Yurt dışında merak edilen lokasyonlara biletler alınıyor, gidip ziyaret ediliyor. Gezintiler, farklı yeme-içme kültürleri, alışveriş ve eğlenceler derken, ciddi paralar harcanarak yurda dönülüyor. Günün sonunda siz ülkeye, ülke sevgisi ve özlem de kalbinize adım atıyor.
Dünyanın neresine gidersem gideyim, hiçbir yer ülkem kadar güzel değil! diyerek dönüyorsunuz. Batıda bir şehir ziyaret edildiğinde; seyahat programı o kentin en gözde yerlerini gezecek, en iyi restoranlarında yemek yenecek ve en iyi otellerinde konaklanacak şekilde yapılır. Sanki bu kentlerin hiç arka mahalleleri yokmuş gibi..
Aslında bu tamamen bir yanılsamadır. Ülkemiz ise giderek gelişiyor, değişiyor, güzelleşiyor. Peki kendi ülkemizin harikalarını yeterince deneyimliyor muyuz?
Örneğin; Bursa’da yaşayıp Uludağ’da hiç kayak yapmamış olmak, Antalya’da bulunup koca bir yaz denize girmemek, Trabzon’u ziyaret edip Uzungöl’e gitmemek, Kapadokya’da balona binmemek, İstanbul’da boğaza karşı bir çay içmemek ya da Ankara’da kaleye çıkmamak ne büyük kayıptır oysa..
Bu durumun adı bence; elinin altındakinin değerini bilmemek, görmezden gelmek, yapacağını ötelemektir. Özendirilen, uzak olan, güç olana yönelmek bizimki.. Halbuki, gerçekten cennet bir ülkedeyiz. Binlerce yıllık tarihi olan medeniyetlere ev sahipliği yapmış topraklara ve her birinden kalan mirasın efsanevi dokudaki güzelliğine sahibiz.
Birbirinden Parlak 81 İnci Tanesi…
İstanbul; Bana sorarsanız dünyanın açık ara en güzel kenti.. Deniz, boğaz, tarih, kültür çeşitliliği, modernite, tek şehir iki kıta, zenginlik… Ankara; Denizsiz de olsa bir kent bu kadar mı güzel olur? Ve diğerleri.. Kimse şehrine haksızlık etmesin. Ülkemizin her köşesi ayrı muhteşem!
Ülkemizi bir bütün olarak özendirmek öne çıkarmak, iç turizmi arttırmak sadece Kültür Turizm Bakanlığı’nın değil, belediyelerin de idare ve sorumluluğundadır ve bence ülkemizin tüm Belediye Başkanları gerçekten büyük bir özveriyle çalışıyor.

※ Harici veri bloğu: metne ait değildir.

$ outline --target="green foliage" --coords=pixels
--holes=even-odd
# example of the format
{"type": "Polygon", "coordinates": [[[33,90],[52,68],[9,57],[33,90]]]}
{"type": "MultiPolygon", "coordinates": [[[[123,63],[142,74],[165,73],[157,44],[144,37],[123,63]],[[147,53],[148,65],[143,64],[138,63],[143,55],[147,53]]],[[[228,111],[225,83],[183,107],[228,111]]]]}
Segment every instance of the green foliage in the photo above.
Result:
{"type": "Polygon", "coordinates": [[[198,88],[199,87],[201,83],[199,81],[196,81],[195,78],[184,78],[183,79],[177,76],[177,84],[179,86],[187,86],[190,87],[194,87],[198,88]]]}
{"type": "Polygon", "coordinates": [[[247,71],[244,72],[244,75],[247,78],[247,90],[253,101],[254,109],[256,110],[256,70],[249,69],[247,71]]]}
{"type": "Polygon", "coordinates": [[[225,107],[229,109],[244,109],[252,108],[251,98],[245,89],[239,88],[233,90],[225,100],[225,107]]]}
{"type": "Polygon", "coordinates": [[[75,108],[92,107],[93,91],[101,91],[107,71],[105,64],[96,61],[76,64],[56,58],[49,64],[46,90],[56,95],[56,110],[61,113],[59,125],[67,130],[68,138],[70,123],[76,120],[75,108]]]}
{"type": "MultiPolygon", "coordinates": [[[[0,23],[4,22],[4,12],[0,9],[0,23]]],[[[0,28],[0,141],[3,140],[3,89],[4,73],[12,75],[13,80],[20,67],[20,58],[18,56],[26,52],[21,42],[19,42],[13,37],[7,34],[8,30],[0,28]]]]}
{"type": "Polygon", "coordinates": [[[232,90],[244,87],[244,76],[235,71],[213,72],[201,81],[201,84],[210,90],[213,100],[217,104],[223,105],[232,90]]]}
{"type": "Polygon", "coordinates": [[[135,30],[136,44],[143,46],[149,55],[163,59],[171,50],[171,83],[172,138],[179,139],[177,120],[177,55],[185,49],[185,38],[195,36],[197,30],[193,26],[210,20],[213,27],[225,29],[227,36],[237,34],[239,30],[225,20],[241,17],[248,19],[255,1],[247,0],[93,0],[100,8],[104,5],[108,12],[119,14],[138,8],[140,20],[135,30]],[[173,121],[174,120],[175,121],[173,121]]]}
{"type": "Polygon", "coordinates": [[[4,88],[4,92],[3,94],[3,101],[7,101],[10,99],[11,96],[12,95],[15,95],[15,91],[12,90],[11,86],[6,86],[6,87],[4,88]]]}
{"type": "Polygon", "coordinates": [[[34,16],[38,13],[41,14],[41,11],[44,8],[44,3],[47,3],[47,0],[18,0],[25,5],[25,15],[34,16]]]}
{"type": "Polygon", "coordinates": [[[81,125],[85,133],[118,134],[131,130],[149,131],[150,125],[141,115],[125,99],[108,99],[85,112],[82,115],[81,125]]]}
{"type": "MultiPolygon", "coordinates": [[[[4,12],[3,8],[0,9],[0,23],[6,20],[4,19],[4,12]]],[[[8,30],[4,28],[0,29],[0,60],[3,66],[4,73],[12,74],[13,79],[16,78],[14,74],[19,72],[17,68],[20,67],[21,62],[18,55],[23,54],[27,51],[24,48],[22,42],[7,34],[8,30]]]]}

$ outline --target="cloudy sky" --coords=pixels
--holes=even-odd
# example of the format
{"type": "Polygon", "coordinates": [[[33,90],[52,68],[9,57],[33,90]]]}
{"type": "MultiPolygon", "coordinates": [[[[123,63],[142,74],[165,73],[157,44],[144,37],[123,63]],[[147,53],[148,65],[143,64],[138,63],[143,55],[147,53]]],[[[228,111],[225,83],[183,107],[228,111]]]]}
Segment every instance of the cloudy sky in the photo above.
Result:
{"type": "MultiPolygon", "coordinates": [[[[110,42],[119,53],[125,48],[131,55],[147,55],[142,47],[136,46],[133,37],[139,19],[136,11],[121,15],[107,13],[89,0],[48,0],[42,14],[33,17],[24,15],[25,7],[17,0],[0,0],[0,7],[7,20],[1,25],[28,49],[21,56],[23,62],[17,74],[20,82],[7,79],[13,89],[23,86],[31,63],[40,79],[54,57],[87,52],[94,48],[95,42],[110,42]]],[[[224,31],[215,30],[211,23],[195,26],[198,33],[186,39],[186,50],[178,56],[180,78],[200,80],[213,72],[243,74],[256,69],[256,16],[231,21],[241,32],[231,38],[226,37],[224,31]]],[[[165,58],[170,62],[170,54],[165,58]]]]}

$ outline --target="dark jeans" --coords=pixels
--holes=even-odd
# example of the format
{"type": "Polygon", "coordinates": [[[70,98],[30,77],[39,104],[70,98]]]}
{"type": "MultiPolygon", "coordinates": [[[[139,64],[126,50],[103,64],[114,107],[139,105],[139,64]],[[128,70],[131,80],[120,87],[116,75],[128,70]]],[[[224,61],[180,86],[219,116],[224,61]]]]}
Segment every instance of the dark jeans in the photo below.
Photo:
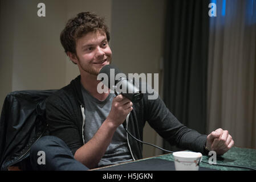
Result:
{"type": "Polygon", "coordinates": [[[86,171],[88,168],[75,160],[66,144],[54,136],[44,136],[33,144],[30,151],[32,170],[86,171]]]}

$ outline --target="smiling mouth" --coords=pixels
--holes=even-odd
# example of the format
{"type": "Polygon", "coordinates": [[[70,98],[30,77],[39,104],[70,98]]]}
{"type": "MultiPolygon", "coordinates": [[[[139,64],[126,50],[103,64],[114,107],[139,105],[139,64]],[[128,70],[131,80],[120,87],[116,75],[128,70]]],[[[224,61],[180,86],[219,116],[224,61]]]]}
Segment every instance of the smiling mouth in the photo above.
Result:
{"type": "Polygon", "coordinates": [[[103,61],[101,61],[99,62],[99,63],[94,63],[94,64],[103,64],[104,63],[105,63],[105,61],[107,61],[107,59],[104,59],[104,60],[103,60],[103,61]]]}

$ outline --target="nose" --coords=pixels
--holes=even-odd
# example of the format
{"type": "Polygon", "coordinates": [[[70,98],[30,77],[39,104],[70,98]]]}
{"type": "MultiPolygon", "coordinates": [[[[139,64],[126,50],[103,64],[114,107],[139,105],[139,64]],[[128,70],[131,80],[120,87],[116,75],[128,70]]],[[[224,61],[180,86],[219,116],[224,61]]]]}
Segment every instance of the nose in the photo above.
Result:
{"type": "Polygon", "coordinates": [[[97,47],[97,52],[96,53],[96,57],[100,58],[101,57],[104,57],[105,55],[105,52],[100,47],[97,47]]]}

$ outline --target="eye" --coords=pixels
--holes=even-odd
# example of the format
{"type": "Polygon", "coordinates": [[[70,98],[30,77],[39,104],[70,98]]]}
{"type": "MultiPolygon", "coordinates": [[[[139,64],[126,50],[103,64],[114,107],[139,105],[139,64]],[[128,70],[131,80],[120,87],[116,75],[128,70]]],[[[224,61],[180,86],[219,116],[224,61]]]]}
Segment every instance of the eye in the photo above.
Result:
{"type": "Polygon", "coordinates": [[[102,46],[103,46],[103,47],[105,47],[105,46],[107,46],[107,42],[104,42],[104,43],[102,44],[102,46]]]}
{"type": "Polygon", "coordinates": [[[87,48],[87,51],[92,51],[94,49],[94,48],[92,47],[89,47],[87,48]]]}

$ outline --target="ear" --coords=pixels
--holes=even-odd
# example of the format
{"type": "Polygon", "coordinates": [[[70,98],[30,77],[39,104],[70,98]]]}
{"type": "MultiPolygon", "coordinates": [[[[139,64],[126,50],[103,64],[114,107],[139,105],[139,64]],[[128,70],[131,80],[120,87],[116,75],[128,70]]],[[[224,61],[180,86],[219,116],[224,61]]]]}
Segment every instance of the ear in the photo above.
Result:
{"type": "Polygon", "coordinates": [[[78,57],[76,56],[76,53],[72,53],[72,52],[68,51],[67,52],[67,55],[68,56],[68,57],[70,57],[70,59],[72,61],[72,62],[73,62],[74,64],[78,64],[78,57]]]}

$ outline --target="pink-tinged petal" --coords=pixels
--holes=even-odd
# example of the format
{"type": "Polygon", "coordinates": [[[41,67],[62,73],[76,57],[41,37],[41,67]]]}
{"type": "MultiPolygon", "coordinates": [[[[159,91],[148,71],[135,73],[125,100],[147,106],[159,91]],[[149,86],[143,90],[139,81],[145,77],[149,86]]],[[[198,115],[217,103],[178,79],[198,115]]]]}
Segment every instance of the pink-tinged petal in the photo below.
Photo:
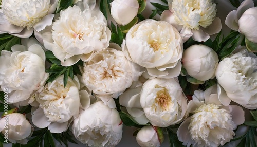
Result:
{"type": "Polygon", "coordinates": [[[228,13],[227,17],[225,21],[225,24],[228,26],[230,29],[238,31],[239,29],[238,24],[237,24],[237,21],[235,21],[235,17],[236,16],[236,12],[235,10],[234,10],[229,13],[228,13]]]}
{"type": "Polygon", "coordinates": [[[183,26],[179,25],[175,20],[175,16],[169,10],[164,11],[160,16],[161,21],[166,21],[173,26],[179,32],[181,30],[183,26]]]}
{"type": "Polygon", "coordinates": [[[193,32],[193,39],[196,41],[206,41],[210,38],[210,35],[204,32],[201,28],[199,30],[193,29],[192,32],[193,32]]]}
{"type": "Polygon", "coordinates": [[[38,56],[40,57],[43,61],[46,60],[46,56],[45,52],[43,50],[41,46],[39,44],[34,44],[29,47],[28,50],[38,56]]]}
{"type": "Polygon", "coordinates": [[[64,66],[71,66],[78,62],[81,57],[81,55],[74,56],[69,58],[67,59],[65,61],[61,61],[61,64],[64,66]]]}
{"type": "Polygon", "coordinates": [[[201,28],[201,29],[209,35],[213,35],[218,33],[222,30],[222,22],[221,19],[216,17],[212,23],[207,28],[201,28]]]}
{"type": "Polygon", "coordinates": [[[39,108],[34,112],[32,116],[33,123],[39,128],[47,127],[51,123],[48,121],[48,118],[45,115],[42,108],[39,108]]]}
{"type": "Polygon", "coordinates": [[[18,33],[10,33],[10,34],[17,36],[19,38],[28,38],[31,36],[34,31],[34,28],[30,28],[29,30],[28,30],[26,28],[25,28],[21,32],[18,33]]]}
{"type": "Polygon", "coordinates": [[[51,0],[50,4],[52,4],[48,10],[48,14],[53,13],[57,8],[58,0],[51,0]]]}
{"type": "Polygon", "coordinates": [[[242,15],[245,12],[246,10],[250,8],[254,7],[254,2],[252,0],[245,0],[242,2],[236,9],[236,16],[235,21],[237,22],[238,20],[241,17],[242,15]]]}
{"type": "Polygon", "coordinates": [[[237,105],[230,105],[232,111],[230,112],[232,120],[236,125],[243,124],[245,122],[245,112],[242,107],[237,105]]]}
{"type": "Polygon", "coordinates": [[[48,130],[51,133],[61,133],[67,130],[68,126],[68,121],[63,123],[58,123],[56,122],[52,122],[48,126],[48,130]]]}
{"type": "Polygon", "coordinates": [[[54,15],[49,14],[44,17],[40,21],[35,24],[33,27],[35,30],[39,32],[44,29],[47,26],[51,26],[54,15]]]}
{"type": "Polygon", "coordinates": [[[223,89],[223,88],[218,84],[218,99],[221,101],[221,103],[227,106],[229,105],[231,100],[228,97],[226,91],[223,89]]]}

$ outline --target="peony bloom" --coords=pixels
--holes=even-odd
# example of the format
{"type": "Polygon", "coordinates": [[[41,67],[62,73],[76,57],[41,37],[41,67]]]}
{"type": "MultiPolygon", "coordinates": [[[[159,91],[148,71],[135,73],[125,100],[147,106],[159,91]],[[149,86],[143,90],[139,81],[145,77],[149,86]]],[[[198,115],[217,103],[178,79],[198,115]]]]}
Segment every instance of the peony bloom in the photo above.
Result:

Şehirlerini güzelleştirmek için büyük gayret gösteren ve dolayısıyla yaşam alanlarımızı, ruhumuzu da güzelleştiren belediyelerimizin her birine hepsine ayrı ayrı ne kadar teşekkür etsek azdır.
Alışagelmiş Belediyecilik Hizmetleri Günümüzde Çok Değişti;
Yol yapmak, asfalt dökmek, kaldırım yapmak ya da onarmak, çöp toplamak vb. hizmetler yeterli değil artık. Olmazsa olmazı iş’miş gibi konuşmak doğruda değil. Zaten belediyelerimiz de bu olgunluğa çoktan kavuşmuş durumda.
Bugün artık; çağın gereklerine ayak uydurabilen hatta ileriyi öngörerek projeler üreten, hayata geçiren, vizyoner belediyecilik anlayışı daha çok karşılık görüyor.
Farkındalık yaratan proje ve hizmetler daima öne geçiyor; Dijital şehirler, Teknolojik şehirler, Akıllı şehirler, Yeşil Şehirler, Kendi tarımını yapan şehirler, Modern şehirler, Estetik Şehirler, Çevreci Şehirler vb.. yeni adlar, yeni yaklaşımlar..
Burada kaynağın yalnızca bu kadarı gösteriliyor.